Large and complex organizations maintain a strategic focus on processes and systems to manage their workforce. Despite being one of the largest expenditure items, workforce expenditures are typically neglected and left to finance to manage with a complex set of spreadsheets. Oftentimes there is not enough collaboration between HR and finance groups, leaving a huge disconnect between people and dollars. Greater control and a true picture of payroll dollars are more important than ever with organizational growth, changing priorities, budgetary constraints, and other factors that influence the workforce. Organizations typically create personnel budgets annually. Circumstances change during the course of the year which often require an up-to-date cost analysis, forecasting, and what-if scenarios to be able to respond effectively to operational changes. While in most organizations annual payroll budget numbers are already tough to crunch; weekly, monthly or quarterly payroll forecasts are almost never practiced.
Modern organizations need to transform their financial paradigm in a way that will result in more dynamic and accurate expenditure projections, especially as they relate to workforce. Management can properly forecast pay and personnel related costs once positions and their attributes, pay rates, step and grade adjustments, re-classifications, longevity tables, benefits, taxes, overtime, union negotiated rates, requests for new positions, temporary labor, merit increases, special pays, vacancies, Cost of Living Adjustments (COLA), foreign currency impacts, and many other inputs and drivers are collected, processed, analyzed and included into the overall projections.
Workforce budgeting relies heavily on accurate data from many systems which is often manually entered into MS Excel, MS Access, or other home grown tools to perform analysis and budgeting. Such custom tools lack real-time data integration and the ability to combine & model data from all needed systems (e.g. payroll, HR, finance, time & expense, scheduling systems, etc.) in order to provide a comprehensive view of headcount, salary, performance and financials. They are also prone to error, difficult to maintain, and offer no analytical power to run complex analyses and what-if simulations.
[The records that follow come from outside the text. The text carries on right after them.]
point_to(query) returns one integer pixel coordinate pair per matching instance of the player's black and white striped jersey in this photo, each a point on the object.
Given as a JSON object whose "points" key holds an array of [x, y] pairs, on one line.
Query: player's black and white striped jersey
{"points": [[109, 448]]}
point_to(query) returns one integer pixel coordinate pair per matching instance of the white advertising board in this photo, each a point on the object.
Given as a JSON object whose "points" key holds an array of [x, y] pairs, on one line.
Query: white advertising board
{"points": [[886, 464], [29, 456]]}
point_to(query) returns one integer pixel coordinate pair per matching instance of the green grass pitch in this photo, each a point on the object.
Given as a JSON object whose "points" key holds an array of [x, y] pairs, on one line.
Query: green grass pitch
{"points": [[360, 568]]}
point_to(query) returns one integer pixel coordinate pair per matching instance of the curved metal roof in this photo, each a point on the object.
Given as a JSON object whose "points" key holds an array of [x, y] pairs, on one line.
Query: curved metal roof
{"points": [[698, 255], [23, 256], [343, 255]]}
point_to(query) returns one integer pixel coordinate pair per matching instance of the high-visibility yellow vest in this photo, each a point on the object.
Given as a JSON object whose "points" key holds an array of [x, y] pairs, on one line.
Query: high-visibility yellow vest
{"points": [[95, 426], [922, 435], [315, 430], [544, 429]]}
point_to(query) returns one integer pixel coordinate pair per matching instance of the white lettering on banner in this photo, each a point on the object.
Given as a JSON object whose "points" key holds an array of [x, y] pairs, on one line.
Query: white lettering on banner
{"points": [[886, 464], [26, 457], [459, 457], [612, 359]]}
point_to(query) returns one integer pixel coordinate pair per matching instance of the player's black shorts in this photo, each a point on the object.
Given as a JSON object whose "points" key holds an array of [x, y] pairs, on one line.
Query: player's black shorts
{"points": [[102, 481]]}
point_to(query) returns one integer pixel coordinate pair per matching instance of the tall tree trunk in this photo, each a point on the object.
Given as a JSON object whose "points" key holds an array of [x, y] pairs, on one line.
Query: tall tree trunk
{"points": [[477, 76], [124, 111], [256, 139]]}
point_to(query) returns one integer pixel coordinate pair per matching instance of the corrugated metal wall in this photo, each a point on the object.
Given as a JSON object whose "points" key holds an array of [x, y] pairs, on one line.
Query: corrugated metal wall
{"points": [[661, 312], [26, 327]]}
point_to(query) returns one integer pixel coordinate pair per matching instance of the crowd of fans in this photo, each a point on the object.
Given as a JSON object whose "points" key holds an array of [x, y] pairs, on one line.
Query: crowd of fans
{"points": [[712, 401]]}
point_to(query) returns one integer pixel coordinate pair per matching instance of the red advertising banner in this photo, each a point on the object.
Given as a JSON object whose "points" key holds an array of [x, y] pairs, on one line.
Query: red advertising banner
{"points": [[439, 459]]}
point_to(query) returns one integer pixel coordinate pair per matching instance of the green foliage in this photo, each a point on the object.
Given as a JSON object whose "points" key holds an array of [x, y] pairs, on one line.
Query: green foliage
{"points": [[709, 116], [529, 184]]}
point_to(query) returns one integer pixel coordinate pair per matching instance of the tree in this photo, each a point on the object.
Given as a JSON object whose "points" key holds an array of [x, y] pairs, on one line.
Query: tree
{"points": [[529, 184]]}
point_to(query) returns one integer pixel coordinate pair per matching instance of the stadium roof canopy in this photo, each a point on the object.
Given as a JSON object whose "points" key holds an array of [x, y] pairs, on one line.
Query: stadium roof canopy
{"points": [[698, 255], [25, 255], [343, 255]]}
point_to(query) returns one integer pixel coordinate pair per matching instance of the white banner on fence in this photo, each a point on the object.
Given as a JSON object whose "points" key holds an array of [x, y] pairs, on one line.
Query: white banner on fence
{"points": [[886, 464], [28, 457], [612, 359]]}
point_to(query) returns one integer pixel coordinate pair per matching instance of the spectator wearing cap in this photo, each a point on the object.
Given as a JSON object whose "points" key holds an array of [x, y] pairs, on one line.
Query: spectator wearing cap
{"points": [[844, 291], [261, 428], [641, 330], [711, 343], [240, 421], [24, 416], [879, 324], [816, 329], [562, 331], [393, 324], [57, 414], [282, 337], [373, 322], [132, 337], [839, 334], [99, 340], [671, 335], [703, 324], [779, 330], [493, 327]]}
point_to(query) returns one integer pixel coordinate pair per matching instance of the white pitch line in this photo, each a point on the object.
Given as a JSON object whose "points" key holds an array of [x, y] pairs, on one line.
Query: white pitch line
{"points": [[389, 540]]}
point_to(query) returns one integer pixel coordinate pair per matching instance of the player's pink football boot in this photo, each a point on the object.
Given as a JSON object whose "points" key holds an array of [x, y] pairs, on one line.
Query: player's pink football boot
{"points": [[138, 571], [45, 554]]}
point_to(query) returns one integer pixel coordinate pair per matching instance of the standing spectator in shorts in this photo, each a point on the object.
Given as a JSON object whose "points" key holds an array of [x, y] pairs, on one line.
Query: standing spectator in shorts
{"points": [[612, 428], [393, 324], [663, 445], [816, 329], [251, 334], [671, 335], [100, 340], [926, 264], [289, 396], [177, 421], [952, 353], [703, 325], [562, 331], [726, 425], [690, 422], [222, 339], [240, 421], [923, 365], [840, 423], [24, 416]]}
Modern budgeting systems can help address these challenges by automating interfaces to all required data sources, modeling heterogeneous data into a comprehensive database, automating driver-based planning tasks, helping to create reports, visualizations, and what-if drills. By investing into modern systems and approaches, organizations can drastically improve capabilities to forecast their most valuable and expensive strategic asset — their workforce!